Category Archives: Year 7

Birding and Biking on Hold

Just a brief update on Tuesday, October 20th. I will have surgery to either repair or replace a defective heart valve tomorrow morning. Otherwise, my heart checked out fine via various other tests yesterday. Thanks for everyone’s best wishes and prayers. My prognosis is good, and I hope to post again this coming weekend. I will photograph and review the varius birdfeeders I use, and why …

Till then.

Hospital Birds

Surreal. Being awakened at 3 am in a hospital bed because the battery on your heart monitor has failed. As I slowly woke up I found myself looking up into the eyes of a nurse with a flashlight. The reason for the heart monitor and hospital, I have problems. Thursday afternoon I collapsed / blacked out while trail running (Oct. 14). After recovering enough while lying on the ground, with the help of a Good Samaritan I was able to hike slowly down to the Lester Playground parking lot. After an ambulance ride to hospital I am now in St. Mary’s (Duluth) having had many tests, with more tests on Monday. Heart surgery is almost a certainty in the near future. Posts will be few and far between for a while.
Shortly before my ill fated trail run, I took these images in my own yard. The Red-Bellied Woodpecker had been violently attacking another Red-Bellied all morning … defending my suet feeder.
This rare northern bird down from the Arctic also showed up to hunt songbirds … a Northern Shrike.

From three years ago exactly … saving Silver.

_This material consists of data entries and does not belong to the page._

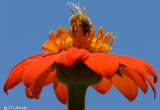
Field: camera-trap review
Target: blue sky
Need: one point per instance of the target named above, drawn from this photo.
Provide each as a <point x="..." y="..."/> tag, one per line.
<point x="24" y="27"/>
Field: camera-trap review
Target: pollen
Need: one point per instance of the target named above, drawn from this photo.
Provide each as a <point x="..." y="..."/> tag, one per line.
<point x="63" y="40"/>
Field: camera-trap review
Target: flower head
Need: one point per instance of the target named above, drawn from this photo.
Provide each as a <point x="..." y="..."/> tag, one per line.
<point x="65" y="49"/>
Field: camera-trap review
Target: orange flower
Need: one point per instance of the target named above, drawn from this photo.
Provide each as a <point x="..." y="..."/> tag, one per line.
<point x="68" y="51"/>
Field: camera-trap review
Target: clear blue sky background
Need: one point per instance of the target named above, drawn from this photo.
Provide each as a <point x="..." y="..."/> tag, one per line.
<point x="24" y="27"/>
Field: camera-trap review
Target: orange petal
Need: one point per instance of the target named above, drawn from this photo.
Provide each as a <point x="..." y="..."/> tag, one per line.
<point x="103" y="64"/>
<point x="50" y="78"/>
<point x="69" y="57"/>
<point x="104" y="86"/>
<point x="50" y="46"/>
<point x="149" y="80"/>
<point x="139" y="79"/>
<point x="16" y="74"/>
<point x="35" y="88"/>
<point x="131" y="63"/>
<point x="126" y="85"/>
<point x="60" y="91"/>
<point x="150" y="69"/>
<point x="36" y="68"/>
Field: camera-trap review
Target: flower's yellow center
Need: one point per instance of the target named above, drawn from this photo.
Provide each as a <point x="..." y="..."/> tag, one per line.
<point x="63" y="40"/>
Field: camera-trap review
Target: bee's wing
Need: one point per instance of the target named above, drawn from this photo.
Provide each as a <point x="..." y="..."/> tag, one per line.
<point x="74" y="9"/>
<point x="82" y="9"/>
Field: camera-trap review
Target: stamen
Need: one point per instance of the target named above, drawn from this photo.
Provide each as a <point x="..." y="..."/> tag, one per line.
<point x="63" y="40"/>
<point x="106" y="38"/>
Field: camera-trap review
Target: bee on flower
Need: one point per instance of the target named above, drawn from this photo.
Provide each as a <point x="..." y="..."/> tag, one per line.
<point x="80" y="18"/>
<point x="76" y="59"/>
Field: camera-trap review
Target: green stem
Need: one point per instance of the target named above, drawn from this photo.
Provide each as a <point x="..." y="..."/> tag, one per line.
<point x="76" y="97"/>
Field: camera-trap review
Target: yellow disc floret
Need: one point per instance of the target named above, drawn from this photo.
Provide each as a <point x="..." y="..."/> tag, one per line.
<point x="63" y="40"/>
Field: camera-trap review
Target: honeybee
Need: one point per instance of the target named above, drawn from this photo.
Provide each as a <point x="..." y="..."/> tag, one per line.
<point x="80" y="18"/>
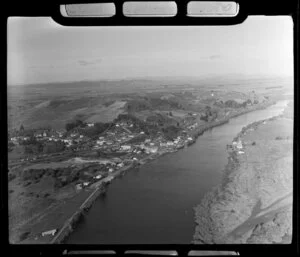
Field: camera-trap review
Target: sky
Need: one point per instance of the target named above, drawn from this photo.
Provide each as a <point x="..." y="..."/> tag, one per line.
<point x="42" y="51"/>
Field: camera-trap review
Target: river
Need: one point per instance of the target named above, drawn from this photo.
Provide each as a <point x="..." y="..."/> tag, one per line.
<point x="153" y="204"/>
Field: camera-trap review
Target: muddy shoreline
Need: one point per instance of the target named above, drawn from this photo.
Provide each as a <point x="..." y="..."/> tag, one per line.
<point x="74" y="220"/>
<point x="221" y="210"/>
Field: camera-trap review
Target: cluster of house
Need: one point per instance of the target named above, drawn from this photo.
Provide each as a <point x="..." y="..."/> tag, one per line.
<point x="118" y="140"/>
<point x="193" y="126"/>
<point x="52" y="135"/>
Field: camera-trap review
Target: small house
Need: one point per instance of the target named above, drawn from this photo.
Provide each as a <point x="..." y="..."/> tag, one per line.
<point x="49" y="232"/>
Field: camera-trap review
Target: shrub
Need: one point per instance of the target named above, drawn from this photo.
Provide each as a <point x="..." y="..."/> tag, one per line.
<point x="24" y="236"/>
<point x="11" y="177"/>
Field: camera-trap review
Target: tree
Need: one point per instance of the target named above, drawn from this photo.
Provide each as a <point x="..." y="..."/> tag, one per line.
<point x="75" y="124"/>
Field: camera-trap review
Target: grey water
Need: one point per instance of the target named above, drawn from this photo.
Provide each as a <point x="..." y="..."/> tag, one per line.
<point x="154" y="203"/>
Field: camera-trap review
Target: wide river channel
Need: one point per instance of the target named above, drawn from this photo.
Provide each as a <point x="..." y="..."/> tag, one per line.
<point x="153" y="204"/>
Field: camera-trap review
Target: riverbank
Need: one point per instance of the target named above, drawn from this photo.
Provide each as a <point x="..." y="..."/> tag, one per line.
<point x="65" y="215"/>
<point x="253" y="203"/>
<point x="195" y="133"/>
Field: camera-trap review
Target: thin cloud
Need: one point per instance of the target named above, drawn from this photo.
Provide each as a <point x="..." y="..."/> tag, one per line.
<point x="86" y="63"/>
<point x="215" y="57"/>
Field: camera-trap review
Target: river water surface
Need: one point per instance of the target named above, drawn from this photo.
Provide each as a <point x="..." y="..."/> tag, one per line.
<point x="154" y="203"/>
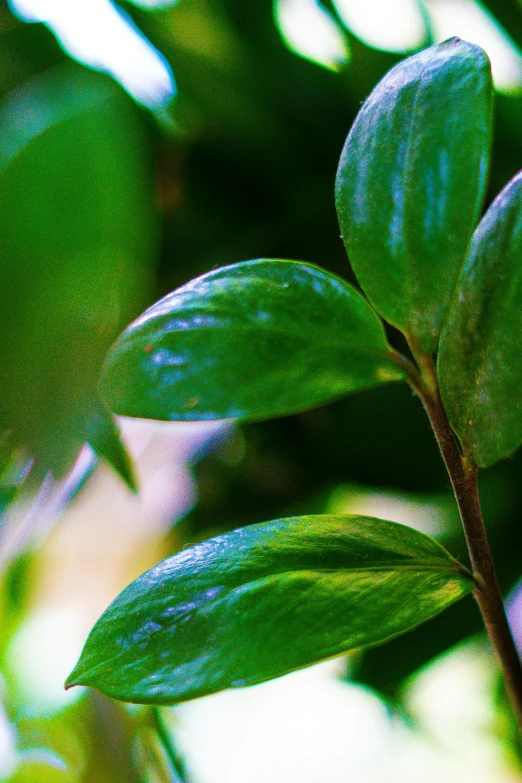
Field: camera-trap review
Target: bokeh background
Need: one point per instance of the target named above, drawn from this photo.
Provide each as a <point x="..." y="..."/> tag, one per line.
<point x="142" y="144"/>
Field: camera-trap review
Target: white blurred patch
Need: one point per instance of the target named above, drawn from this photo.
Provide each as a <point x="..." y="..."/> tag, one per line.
<point x="153" y="4"/>
<point x="309" y="726"/>
<point x="302" y="728"/>
<point x="514" y="613"/>
<point x="309" y="30"/>
<point x="98" y="34"/>
<point x="391" y="25"/>
<point x="471" y="22"/>
<point x="43" y="653"/>
<point x="426" y="513"/>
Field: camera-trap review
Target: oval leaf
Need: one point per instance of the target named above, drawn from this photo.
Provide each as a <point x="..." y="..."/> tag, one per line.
<point x="411" y="183"/>
<point x="480" y="361"/>
<point x="254" y="340"/>
<point x="265" y="600"/>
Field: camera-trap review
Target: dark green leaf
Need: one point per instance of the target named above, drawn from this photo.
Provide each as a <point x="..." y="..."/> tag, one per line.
<point x="252" y="341"/>
<point x="104" y="437"/>
<point x="480" y="361"/>
<point x="77" y="231"/>
<point x="265" y="600"/>
<point x="411" y="182"/>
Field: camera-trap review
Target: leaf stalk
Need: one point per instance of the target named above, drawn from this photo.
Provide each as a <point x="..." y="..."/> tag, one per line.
<point x="463" y="474"/>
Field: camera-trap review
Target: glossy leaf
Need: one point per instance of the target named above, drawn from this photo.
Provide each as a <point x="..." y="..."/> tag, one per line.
<point x="480" y="362"/>
<point x="104" y="437"/>
<point x="262" y="601"/>
<point x="254" y="340"/>
<point x="411" y="183"/>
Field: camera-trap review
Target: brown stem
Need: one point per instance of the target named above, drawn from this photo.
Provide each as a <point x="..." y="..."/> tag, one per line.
<point x="463" y="474"/>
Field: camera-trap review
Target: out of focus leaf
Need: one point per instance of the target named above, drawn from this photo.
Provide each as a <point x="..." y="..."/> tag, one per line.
<point x="411" y="182"/>
<point x="105" y="438"/>
<point x="252" y="341"/>
<point x="77" y="233"/>
<point x="265" y="600"/>
<point x="480" y="362"/>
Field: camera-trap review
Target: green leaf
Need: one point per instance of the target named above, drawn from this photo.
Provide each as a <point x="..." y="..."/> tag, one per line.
<point x="480" y="361"/>
<point x="254" y="340"/>
<point x="104" y="437"/>
<point x="262" y="601"/>
<point x="411" y="183"/>
<point x="77" y="231"/>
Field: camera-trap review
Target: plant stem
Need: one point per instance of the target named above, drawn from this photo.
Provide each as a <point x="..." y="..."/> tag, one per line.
<point x="175" y="762"/>
<point x="463" y="474"/>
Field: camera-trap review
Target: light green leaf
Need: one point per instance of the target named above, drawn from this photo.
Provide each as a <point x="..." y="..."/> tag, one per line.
<point x="254" y="340"/>
<point x="480" y="360"/>
<point x="411" y="183"/>
<point x="262" y="601"/>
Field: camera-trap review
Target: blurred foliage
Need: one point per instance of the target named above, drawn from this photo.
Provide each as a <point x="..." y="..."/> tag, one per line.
<point x="103" y="208"/>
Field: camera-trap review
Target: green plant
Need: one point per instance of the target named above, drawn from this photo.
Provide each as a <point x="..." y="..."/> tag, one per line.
<point x="267" y="338"/>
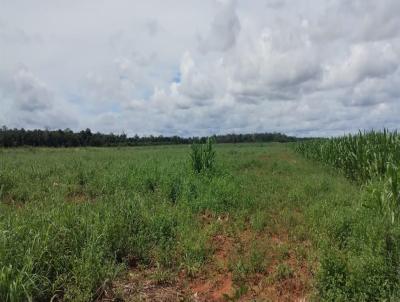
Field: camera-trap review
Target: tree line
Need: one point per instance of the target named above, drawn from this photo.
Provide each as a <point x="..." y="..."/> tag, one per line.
<point x="84" y="138"/>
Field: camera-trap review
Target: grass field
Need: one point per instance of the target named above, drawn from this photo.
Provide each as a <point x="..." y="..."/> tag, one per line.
<point x="137" y="224"/>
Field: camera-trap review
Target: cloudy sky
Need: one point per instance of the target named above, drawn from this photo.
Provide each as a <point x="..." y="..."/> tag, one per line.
<point x="191" y="67"/>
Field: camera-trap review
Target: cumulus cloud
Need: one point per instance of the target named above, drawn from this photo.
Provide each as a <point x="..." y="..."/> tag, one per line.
<point x="209" y="67"/>
<point x="224" y="29"/>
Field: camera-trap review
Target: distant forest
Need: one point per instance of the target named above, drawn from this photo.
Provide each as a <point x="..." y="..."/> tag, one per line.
<point x="68" y="138"/>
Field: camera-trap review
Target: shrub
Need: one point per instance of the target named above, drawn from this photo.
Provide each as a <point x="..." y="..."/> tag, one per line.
<point x="203" y="156"/>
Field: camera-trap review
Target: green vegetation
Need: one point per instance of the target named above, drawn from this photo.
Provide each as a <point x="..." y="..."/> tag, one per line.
<point x="360" y="239"/>
<point x="74" y="221"/>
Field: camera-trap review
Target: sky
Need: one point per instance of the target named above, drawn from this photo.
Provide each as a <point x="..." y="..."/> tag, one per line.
<point x="190" y="67"/>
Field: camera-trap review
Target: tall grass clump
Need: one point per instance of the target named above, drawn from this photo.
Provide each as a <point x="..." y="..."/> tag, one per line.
<point x="202" y="156"/>
<point x="361" y="250"/>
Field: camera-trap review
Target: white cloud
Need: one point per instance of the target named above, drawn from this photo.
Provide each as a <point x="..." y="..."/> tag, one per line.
<point x="304" y="68"/>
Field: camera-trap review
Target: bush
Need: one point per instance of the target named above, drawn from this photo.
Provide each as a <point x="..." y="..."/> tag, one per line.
<point x="203" y="156"/>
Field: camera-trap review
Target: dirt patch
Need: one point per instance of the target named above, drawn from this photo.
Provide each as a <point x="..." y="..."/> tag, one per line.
<point x="216" y="282"/>
<point x="140" y="285"/>
<point x="78" y="197"/>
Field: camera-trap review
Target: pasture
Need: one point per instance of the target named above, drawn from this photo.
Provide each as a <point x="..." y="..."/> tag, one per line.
<point x="141" y="224"/>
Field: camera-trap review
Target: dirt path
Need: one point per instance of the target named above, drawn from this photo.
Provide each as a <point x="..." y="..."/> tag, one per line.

GPS Solar Array Bird Tracking

The winter owling season approaches, and with that time of year many of us look forward to learning more about various owl species. Over the past several years Project Snowstorm has used small GPS Solar Array powered tracking bands to measure exactly where Snowy Owls go from their time in the northern United States to the Arctic for summer breeding. When a Snowy finally flies near a cell tower, even if months have passed, the owl phones home and its data is downloaded. Newer devices often communicate daily via satellite upload.

This winter we hope to put some of these high tech banding devices on Northern Hawk Owls (the owl on my banner). Are hawk owls breeding in Minnesota far from any roads deep in Bogs, or are our friends heading somewhere up in Canada (our best guess). The next question would be where are our winter owls breeding?

Here are some screenshots from eBird which track Snowy Owl reportings (not data downloads from Project Snowstorm). The screenshots demostrate how Snowies disappear from view during their migration … in the vast Canadian wilderness, but eventually reappear at which point their data tracks are downloaded.